The Taliban issued a statement following the attacks saying the group had already warned Afghan civilians to avoid election-related events and offices. "If they suffer any losses that is their own responsibility," said Taliban spokesman Zabiullah Mujahid.

The U.S.-led war against the Taliban has entered its 19th year, and after peace talks collapsed this month both the Taliban and the Afghan government vowed to step up attacks. Violence during the first six months of 2019 killed nearly 1,400 civilians in Afghanistan.

Q: Will all the polls be open?

A: The presidential election is a nationwide vote, but voting will take place only in parts of the country controlled by government forces. Just over 60 percent of Afghanistan's population lives under government control, about 11 percent live under Taliban control, and the remainder live in "contested" territory, according to a January 2019 report from the Special Inspector General for Afghan Reconstruction.

The government has announced that 2,000 of the country's more than 7,400 polling stations open in previous elections will be shut this year because of security concerns. But some local officials say some of the closures are politically motivated attempts to suppress the vote.

According to the Afghan constitution, a presidential candidate needs more than 50 percent of the vote to be declared the winner. If no candidate meets that threshold, the constitution mandates that a second round of voting must be held within two weeks of the official result. The arrival of winter probably would make a second vote logistically impossible in many of Afghanistan's remote districts.

Q: What about fraud?

A: Massive election fraud has been the rule rather than the exception in Afghan elections since the Taliban was removed from power. Afghanistan regularly ranks among the most corrupt nations in the world, and registration practices that resulted in the issuance of millions of duplicate voter identification cards have made it easier to cast fraudulent votes.
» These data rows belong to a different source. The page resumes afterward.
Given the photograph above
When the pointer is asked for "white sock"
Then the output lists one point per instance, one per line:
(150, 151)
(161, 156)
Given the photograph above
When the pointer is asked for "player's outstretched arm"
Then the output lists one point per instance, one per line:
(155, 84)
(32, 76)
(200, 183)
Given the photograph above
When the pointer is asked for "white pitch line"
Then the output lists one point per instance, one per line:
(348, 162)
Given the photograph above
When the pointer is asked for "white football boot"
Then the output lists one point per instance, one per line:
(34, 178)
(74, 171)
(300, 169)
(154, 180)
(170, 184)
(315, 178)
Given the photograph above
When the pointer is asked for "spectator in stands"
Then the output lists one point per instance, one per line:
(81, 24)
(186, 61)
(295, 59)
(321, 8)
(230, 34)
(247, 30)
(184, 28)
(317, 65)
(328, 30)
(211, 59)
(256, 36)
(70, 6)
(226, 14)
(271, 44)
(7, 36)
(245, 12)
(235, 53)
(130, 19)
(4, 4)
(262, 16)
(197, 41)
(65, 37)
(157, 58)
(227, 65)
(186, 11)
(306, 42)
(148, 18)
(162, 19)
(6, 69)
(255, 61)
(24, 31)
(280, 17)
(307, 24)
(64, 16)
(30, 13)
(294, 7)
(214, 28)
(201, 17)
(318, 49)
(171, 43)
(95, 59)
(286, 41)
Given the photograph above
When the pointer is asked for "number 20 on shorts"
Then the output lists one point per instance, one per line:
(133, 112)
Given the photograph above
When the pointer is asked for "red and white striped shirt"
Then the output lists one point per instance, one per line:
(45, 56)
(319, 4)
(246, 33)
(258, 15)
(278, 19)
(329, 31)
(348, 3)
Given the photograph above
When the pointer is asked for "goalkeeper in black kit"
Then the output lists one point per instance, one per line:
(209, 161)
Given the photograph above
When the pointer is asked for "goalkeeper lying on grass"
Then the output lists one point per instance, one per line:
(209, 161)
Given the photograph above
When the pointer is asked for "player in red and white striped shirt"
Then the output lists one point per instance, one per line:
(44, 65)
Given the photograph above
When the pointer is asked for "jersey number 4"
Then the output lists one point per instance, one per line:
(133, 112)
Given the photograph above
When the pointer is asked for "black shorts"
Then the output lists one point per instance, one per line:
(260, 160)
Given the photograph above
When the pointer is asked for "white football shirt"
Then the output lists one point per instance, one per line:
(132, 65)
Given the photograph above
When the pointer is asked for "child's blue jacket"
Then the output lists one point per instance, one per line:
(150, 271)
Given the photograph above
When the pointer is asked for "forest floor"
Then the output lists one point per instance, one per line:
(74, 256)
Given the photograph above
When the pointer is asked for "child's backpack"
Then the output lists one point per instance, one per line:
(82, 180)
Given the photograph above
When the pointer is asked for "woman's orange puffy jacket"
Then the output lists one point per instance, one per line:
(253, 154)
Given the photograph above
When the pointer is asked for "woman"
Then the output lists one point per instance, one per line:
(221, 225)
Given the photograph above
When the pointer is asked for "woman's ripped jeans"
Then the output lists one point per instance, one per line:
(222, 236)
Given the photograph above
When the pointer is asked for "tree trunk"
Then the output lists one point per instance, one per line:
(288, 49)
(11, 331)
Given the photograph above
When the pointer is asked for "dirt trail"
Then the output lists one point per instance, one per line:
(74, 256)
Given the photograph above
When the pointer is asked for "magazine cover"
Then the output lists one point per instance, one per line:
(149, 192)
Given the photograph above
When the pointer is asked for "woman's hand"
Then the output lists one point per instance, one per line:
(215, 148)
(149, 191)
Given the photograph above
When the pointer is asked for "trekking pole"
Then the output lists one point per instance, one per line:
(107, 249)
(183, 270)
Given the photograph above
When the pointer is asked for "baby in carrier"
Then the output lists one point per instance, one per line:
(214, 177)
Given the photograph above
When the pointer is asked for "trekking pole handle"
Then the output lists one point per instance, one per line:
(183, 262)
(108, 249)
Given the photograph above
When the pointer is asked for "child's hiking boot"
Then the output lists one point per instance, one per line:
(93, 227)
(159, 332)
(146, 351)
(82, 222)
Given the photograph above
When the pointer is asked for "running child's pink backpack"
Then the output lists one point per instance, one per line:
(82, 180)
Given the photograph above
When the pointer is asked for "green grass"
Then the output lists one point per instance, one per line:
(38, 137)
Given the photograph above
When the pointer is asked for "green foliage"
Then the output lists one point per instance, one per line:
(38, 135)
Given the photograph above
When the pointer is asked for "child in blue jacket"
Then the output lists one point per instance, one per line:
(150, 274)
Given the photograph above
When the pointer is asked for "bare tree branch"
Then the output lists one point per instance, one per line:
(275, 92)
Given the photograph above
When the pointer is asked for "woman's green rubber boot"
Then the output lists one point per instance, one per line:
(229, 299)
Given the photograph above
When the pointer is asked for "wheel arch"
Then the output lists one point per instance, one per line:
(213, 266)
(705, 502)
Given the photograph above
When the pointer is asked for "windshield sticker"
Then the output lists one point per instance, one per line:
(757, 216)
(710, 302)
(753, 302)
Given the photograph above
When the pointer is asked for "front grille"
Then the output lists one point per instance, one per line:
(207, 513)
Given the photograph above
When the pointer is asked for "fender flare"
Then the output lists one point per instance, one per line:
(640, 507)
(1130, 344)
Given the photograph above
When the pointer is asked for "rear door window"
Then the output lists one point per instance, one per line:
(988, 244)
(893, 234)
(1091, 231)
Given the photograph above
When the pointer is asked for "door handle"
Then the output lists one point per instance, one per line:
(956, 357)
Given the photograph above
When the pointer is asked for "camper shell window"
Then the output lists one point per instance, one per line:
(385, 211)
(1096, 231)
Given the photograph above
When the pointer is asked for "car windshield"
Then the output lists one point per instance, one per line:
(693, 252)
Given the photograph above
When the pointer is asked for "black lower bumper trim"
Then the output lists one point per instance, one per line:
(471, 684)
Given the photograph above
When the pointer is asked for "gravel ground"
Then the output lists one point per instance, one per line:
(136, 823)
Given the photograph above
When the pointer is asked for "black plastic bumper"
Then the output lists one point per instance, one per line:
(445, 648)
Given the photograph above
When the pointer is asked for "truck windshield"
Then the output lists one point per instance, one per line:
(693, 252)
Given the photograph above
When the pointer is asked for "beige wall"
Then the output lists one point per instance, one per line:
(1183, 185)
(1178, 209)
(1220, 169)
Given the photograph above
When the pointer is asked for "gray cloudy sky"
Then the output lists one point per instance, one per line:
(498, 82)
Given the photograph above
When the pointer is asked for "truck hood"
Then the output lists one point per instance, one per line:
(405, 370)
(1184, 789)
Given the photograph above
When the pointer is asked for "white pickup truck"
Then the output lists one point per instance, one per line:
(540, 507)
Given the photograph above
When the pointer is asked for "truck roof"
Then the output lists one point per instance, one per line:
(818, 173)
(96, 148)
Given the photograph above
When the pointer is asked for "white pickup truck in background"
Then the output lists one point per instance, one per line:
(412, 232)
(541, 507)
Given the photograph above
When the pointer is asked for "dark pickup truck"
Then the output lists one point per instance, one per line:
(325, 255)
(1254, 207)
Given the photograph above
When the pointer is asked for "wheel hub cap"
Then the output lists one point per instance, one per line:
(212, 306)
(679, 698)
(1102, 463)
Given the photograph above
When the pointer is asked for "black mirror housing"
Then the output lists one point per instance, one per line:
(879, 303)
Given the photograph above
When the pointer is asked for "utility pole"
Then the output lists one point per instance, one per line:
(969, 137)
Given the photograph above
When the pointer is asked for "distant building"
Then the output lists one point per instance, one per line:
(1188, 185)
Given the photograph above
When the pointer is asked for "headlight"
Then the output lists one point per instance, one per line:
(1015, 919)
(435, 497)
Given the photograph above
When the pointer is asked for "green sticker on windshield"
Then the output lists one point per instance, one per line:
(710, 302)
Afghanistan's October parliamentary elections were contested for months, marred by accusations of vote-rigging and bribery. And a European Union report on the 2014 presidential election raised concerns about fraud in about a quarter of all votes cast.

This year, the Afghan government plans to identify registered voters using biometrics such as fingerprint, eye and facial recognition technology. In the past when such technology was introduced, poorly trained polling center staff were unable to operate it.

Abdullah and other government opponents have charged that Ghani is using his public office to buy votes and will try to rig the election. Ghani has denied the charges, and his incumbency gives him a strong advantage in the polls.

Q: What happens next?

A: After a close vote in 2014, Afghanistan was plunged into months of gridlock that narrowly avoided violent confrontations.

Although the pact between Ghani and Abdullah achieved a peaceful transition of power, both men blame that arrangement for stalled progress in many areas, and both have said they would not accept a similar compromise again.

Some fear a heavily contested vote and low turnout could leave the Afghan government in an even weaker position. If US-Taliban talks restart, the next president could be tasked with negotiating a power-sharing agreement with the Taliban, in which case a strong mandate will be essential to preserving post-Taliban social gains in Afghanistan.